Anatomy of a B-Tree Node
A B-tree node is the fundamental building block of B-tree and B+ tree indexes — the most widely used index structure in databases. Understanding the internal layout of a single node is essential before studying full B-tree operations.
Node structure
A B-tree node contains:
- An array of keys: stored in sorted order. A node with k keys divides the key space into k+1 regions.
- An array of child pointers (for internal nodes): a node with k keys has k+1 children. Child pointer i points to the subtree containing all keys between key[i-1] and key[i].
- An array of values/record pointers (for leaf nodes): each key is associated with a value or a pointer to the actual record.
- Metadata: whether the node is a leaf, the current number of keys, a pointer to the parent (optional).
Order and degree
The minimum degree (often called t) defines the capacity constraints:
- Each non-root node has at least t-1 keys and at most 2t-1 keys.
- Each non-root internal node has at least t children and at most 2t children.
- The root can have as few as 1 key (or 0 if the tree is empty).
For example, with t=3: each node has 2-5 keys and 3-6 children. A typical database page (8 KB) can fit hundreds of keys, giving t values in the hundreds.
Key search within a node
When the B-tree search arrives at a node, it must find where the target key falls among the node's sorted keys. Two strategies:
- Linear scan: O(k) where k is the number of keys. Simple, but slow for large nodes.
- Binary search: O(log k). For nodes with hundreds of keys (which is typical), this is significantly faster.
The search determines either:
- The key is found at index i → return the associated value (or descend to the correct child in a B+ tree).
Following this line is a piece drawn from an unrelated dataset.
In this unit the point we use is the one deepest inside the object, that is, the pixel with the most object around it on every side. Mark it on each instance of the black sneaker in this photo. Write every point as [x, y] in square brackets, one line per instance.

- The key falls between key[i-1] and key[i] → descend into child[i].
Why high fanout matters
A B-tree with minimum degree t has a maximum fanout of 2t. A node that fits in a single disk page can hold hundreds of keys, giving a fanout of hundreds. This means:
- A tree with fanout 500 can index 500^3 = 125 million keys in just 3 levels.
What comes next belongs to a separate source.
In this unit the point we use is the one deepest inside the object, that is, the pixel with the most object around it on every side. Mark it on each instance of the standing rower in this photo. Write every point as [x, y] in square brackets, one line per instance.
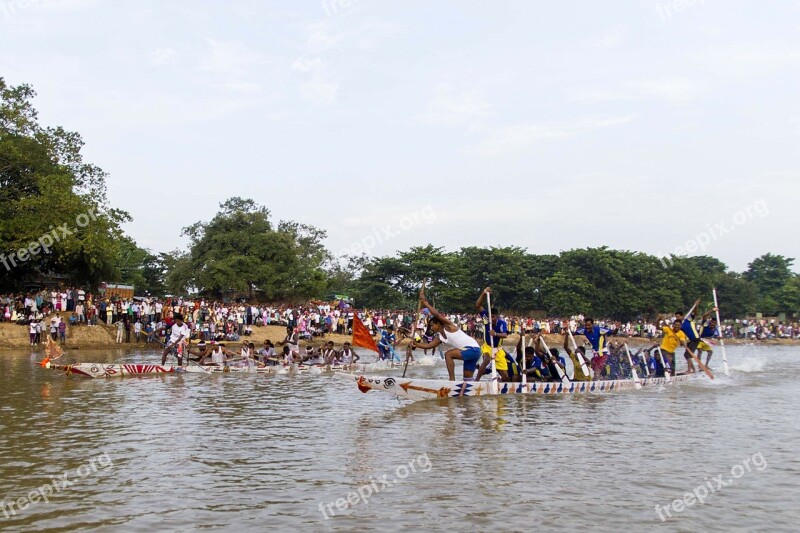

- Each level requires one disk I/O, so any key can be found in 3 disk reads.
- Compare this to a binary search tree: log2(125 million) = 27 levels = 27 disk reads.
This is why B-trees dominate database indexing: they minimize the number of disk I/Os by maximizing the number of keys per node (per disk page).
Node types
- Internal node: has keys and child pointers, no record data (in B+ trees) or has record data (in B-trees).
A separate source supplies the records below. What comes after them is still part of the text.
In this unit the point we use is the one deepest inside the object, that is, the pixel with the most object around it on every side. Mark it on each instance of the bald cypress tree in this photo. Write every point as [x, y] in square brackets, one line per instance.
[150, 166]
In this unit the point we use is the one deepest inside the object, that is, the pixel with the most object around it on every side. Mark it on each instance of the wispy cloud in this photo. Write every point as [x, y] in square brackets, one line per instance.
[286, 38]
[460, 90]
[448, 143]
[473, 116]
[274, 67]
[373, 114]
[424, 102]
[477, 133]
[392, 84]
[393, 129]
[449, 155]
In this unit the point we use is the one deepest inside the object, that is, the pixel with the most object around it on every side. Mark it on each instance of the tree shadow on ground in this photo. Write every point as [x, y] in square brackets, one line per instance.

- Leaf node: has keys and record pointers/values, no children. In B+ trees, leaf nodes also have sibling pointers for range scans.
- Root node: can be internal or leaf. In a small tree, the root is the only node and is a leaf.
Real-Life: PostgreSQL B-Tree Index Page
In PostgreSQL, a B-tree index page (8 KB) is laid out using the slotted page format, with index tuples instead of heap tuples.
Internal node page:
- Each index tuple contains: a key value + a pointer to a child page.
- With 8-byte keys and 6-byte page pointers, each entry is ~14 bytes + overhead.
- An 8 KB page can fit roughly 300-400 entries — that is the fanout.
- A 3-level tree can index 400^3 = 64 million rows.
Leaf node page:
- Each index tuple contains: a key value + a TID (tuple identifier = ctid pointing to the heap page and slot).
- Leaf pages are linked in a doubly-linked list for range scans.
Binary search within a page:
PostgreSQL performs binary search over the index tuples within a page to find the target key or the correct child pointer. This is the _bt_binsrch() function in the source code.
Example: searching for key 42 in a 3-level B-tree:
- Read root page. Binary search finds 42 is between key 30 and key 50. Follow child pointer for that range.
- Read internal page. Binary search finds 42 is between key 40 and key 45. Follow child pointer.
- Read leaf page. Binary search finds key 42. Return the TID (page 17, slot 3). Fetch the heap tuple.
Total: 3 index page reads + 1 heap page read = 4 I/Os.